Spaghetti Squash Instead of Rice Noodles
Spaghetti squash also does double duty for rice noodles. We love rice noodles, but they aren’t always easy to work with. In this recipe, also from Food Network, you’ll microwave the spaghetti squash instead of roasting it. The strands will be softer than when the squash is roasted. Make the peanut sauce by pureeing peanut butter, rice vinegar, soy sauce, lime juice, grated fresh ginger, garlic and red pepper flakes. Toss the squash with the sauce, and top each serving with chopped peanuts and cilantro. You can also add shredded chicken or grilled shrimp for extra protein.
Spaghetti Squash Instead of Potatoes
We just might try this recipe from Wegmans, the iconic east coast grocery chain, in place of au gratin potatoes at Thanksgiving. Again, you’ll microwave the squash. Because you’ll bake the assembled dish too, you don’t want to dry out the squash with too much time in the oven. Then mix garlic, thyme, parsley, salt, pepper, crème fraiche, and two-thirds of the Asiago cheese. Stir this mixture into the squash strands, then transfer it to a shallow casserole dish. Top it with the rest of the cheese, and bake until browned. You can also make individual servings in small cocottes or ramekins.

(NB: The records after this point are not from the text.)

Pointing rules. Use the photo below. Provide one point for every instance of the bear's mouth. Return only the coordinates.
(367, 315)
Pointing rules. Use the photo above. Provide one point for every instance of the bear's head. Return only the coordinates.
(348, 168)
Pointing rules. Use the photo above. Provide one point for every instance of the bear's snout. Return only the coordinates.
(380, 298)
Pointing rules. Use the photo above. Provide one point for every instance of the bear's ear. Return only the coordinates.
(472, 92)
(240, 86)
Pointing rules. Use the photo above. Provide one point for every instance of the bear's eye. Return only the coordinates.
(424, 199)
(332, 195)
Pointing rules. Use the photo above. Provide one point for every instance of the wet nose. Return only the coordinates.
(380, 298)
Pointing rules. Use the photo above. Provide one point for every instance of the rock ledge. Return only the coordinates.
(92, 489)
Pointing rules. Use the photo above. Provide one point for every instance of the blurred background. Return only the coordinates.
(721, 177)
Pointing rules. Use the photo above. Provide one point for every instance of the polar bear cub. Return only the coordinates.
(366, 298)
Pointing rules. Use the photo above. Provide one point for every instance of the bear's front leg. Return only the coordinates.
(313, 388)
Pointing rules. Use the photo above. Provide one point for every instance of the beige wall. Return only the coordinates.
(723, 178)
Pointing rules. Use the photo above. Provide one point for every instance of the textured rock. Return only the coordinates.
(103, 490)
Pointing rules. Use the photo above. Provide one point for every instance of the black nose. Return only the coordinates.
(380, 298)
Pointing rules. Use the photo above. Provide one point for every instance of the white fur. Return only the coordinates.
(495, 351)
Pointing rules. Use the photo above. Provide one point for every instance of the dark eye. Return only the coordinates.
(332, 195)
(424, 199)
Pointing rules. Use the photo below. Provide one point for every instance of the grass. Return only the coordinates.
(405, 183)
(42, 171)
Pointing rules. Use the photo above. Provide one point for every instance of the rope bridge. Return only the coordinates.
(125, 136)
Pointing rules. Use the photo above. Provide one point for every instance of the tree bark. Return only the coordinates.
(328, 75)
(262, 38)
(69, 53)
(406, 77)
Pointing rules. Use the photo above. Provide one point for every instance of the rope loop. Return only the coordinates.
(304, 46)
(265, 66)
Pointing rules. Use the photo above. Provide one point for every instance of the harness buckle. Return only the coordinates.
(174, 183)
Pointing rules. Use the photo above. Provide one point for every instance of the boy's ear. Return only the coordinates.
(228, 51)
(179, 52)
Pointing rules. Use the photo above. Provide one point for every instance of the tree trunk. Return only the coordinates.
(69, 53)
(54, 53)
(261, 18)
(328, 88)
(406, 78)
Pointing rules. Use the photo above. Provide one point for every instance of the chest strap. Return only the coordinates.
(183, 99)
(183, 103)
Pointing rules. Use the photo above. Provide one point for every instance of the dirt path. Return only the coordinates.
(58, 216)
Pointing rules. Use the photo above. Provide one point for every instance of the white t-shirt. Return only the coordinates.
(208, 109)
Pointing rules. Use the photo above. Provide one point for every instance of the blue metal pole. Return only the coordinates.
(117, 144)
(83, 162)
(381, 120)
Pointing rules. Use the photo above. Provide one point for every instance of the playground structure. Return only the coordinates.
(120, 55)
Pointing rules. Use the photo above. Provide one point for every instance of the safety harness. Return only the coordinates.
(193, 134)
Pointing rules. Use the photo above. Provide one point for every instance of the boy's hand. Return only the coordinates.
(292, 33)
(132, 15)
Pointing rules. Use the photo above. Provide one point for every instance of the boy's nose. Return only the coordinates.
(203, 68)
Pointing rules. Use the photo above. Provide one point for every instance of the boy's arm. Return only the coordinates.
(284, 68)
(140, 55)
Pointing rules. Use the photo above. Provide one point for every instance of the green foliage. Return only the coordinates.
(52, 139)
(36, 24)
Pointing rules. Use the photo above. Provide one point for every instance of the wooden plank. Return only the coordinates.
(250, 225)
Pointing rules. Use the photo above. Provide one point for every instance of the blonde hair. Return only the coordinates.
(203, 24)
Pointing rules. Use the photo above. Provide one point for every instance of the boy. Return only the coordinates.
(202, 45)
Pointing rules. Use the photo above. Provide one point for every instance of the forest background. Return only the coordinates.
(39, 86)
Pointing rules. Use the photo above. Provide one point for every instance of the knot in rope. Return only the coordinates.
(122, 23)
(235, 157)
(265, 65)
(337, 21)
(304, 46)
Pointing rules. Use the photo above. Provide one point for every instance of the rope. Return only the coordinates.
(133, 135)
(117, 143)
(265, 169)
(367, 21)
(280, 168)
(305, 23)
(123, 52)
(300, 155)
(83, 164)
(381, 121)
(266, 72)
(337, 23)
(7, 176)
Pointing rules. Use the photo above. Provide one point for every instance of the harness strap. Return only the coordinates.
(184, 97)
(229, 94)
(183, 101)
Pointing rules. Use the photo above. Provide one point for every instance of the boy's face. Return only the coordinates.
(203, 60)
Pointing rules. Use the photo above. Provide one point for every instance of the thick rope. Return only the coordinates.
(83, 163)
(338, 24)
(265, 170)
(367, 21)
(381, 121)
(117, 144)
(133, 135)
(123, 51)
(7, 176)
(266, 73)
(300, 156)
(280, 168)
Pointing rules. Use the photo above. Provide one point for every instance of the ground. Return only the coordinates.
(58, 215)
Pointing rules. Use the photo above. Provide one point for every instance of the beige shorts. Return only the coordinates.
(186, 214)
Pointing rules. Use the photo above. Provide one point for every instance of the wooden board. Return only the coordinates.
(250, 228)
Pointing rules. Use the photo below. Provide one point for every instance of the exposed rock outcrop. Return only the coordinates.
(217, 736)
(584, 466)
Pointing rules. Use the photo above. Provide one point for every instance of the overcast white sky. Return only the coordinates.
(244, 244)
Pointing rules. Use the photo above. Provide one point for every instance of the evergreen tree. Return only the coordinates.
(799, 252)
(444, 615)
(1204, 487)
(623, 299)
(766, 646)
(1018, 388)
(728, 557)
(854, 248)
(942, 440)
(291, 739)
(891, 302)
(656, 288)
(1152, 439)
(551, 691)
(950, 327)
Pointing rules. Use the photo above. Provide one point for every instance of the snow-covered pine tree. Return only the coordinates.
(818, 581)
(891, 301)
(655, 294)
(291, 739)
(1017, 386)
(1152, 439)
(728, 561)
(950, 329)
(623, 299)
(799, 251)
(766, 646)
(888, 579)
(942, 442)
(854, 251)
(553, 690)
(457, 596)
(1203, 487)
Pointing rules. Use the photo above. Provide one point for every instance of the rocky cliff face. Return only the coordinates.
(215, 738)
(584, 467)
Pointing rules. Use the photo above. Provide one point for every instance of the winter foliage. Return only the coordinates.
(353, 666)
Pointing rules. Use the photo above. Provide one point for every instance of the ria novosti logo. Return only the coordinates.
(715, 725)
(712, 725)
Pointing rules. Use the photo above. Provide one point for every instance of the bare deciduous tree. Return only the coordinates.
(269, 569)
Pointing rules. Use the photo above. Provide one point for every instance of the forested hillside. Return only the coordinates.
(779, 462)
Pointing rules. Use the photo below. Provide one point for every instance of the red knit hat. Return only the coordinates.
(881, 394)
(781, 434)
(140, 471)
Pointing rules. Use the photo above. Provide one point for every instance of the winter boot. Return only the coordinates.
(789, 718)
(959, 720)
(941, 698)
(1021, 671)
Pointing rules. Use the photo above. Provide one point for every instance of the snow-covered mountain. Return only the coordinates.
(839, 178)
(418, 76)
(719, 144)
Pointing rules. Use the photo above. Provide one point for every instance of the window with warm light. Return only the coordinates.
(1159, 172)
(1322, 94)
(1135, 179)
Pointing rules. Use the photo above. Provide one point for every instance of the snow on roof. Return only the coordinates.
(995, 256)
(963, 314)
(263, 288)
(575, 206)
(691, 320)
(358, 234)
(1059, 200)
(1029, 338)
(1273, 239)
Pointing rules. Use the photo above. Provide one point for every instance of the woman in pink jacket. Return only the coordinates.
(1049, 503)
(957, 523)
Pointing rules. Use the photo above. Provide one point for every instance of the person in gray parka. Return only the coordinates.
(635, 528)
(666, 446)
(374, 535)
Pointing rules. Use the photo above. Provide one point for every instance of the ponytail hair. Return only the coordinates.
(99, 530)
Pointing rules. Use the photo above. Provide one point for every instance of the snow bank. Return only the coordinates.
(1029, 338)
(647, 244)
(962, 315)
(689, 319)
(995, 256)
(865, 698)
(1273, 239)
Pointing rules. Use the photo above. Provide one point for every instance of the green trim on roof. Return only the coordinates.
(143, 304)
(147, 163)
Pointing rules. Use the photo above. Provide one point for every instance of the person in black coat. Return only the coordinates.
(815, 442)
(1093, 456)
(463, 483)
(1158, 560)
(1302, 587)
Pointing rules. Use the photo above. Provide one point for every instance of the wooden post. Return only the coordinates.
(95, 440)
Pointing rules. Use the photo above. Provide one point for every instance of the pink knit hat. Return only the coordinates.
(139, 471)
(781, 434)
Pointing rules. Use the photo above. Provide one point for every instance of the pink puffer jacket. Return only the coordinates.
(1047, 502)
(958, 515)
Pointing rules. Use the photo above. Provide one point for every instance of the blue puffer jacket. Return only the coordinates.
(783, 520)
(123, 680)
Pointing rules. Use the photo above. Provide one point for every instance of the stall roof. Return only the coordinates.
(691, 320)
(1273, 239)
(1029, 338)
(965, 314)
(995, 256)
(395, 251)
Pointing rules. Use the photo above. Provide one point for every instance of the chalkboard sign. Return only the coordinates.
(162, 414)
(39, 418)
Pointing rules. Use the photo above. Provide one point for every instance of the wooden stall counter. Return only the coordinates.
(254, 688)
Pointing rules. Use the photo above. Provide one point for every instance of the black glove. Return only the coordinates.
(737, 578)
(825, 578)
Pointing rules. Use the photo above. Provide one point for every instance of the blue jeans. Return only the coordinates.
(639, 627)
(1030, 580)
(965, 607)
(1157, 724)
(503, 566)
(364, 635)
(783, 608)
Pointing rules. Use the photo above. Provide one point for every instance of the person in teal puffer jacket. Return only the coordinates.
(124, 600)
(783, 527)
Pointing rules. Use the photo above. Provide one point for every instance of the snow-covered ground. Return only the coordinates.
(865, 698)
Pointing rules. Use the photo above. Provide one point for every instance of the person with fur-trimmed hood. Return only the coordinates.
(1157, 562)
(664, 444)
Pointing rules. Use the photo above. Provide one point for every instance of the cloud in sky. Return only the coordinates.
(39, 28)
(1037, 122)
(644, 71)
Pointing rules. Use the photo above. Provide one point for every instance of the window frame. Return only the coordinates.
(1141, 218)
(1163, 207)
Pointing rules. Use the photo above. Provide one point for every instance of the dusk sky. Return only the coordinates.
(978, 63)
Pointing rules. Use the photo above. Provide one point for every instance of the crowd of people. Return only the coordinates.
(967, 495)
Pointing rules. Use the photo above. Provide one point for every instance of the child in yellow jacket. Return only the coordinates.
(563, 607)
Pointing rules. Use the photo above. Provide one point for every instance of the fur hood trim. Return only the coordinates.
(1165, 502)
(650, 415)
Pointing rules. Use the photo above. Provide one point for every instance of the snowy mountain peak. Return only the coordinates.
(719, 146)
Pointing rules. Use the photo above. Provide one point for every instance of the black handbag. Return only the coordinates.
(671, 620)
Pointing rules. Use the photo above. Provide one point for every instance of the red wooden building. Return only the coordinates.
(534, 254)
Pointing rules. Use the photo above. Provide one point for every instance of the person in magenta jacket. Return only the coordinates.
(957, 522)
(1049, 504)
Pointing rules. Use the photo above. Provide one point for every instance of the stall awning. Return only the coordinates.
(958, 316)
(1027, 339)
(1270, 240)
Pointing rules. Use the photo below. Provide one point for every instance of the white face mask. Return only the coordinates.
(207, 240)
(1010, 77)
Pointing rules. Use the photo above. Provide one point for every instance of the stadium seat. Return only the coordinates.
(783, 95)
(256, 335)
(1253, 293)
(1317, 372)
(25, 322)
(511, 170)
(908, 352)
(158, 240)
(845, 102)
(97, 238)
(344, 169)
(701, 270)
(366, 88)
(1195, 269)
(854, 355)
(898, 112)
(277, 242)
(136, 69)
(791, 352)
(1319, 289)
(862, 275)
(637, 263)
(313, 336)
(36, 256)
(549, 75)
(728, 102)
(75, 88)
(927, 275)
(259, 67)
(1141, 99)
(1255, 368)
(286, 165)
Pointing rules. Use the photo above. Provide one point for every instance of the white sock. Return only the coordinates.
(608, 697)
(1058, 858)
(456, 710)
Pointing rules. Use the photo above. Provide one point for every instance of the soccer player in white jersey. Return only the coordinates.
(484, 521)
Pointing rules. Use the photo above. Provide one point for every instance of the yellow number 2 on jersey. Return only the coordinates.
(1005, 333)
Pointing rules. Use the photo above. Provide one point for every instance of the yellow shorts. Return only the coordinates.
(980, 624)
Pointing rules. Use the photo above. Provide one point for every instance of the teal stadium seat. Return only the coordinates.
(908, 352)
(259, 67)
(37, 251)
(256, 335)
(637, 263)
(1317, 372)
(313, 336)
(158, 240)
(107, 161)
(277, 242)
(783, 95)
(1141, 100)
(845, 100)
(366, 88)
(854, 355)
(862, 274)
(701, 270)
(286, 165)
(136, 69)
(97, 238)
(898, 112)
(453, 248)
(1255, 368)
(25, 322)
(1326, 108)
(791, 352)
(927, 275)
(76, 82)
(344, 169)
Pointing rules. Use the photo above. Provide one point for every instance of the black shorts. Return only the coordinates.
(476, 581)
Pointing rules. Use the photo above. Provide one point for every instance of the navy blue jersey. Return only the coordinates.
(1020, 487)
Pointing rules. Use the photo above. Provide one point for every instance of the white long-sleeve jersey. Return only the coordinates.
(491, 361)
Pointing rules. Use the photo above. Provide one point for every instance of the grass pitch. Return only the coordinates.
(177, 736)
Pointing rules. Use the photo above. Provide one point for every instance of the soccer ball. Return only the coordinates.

Spaghetti Squash Instead of Grains
This recipe from Delish puts a Tex-Mex twist on spaghetti squash. Season the squash with chili powder, cumin, and salt before roasting it in the oven. While the squash is roasting, sauté onion, garlic, and ground beef for the filling. Then combine all those ingredients with the squash strands, black beans, corn, and halved cherry tomatoes. Bake the filling inside the squash rind, or use it to stuff peppers. Remember all the ways you can stuff peppers? Try substituting spaghetti squash for rice or quinoa in those fillings too.
Spaghetti Squash Just Because
This recipe from Pinch of Yum isn’t a twist on a classic recipe; it’s a spaghetti squash original. It’s a delicious example of how spaghetti squash doesn’t need to take the place of another ingredient. Roast the spaghetti squash, and then drain it in a colander to remove as much moisture as possible. Sauté garlic in olive oil, then add the squash, white wine vinegar, minced fresh herbs (parsley and basil), and salt. Stir in Gruyère cheese and top with toasted pine nuts. It’s served warm, but it takes hardly any time at all on the stovetop and would make a wonderful light summer lunch.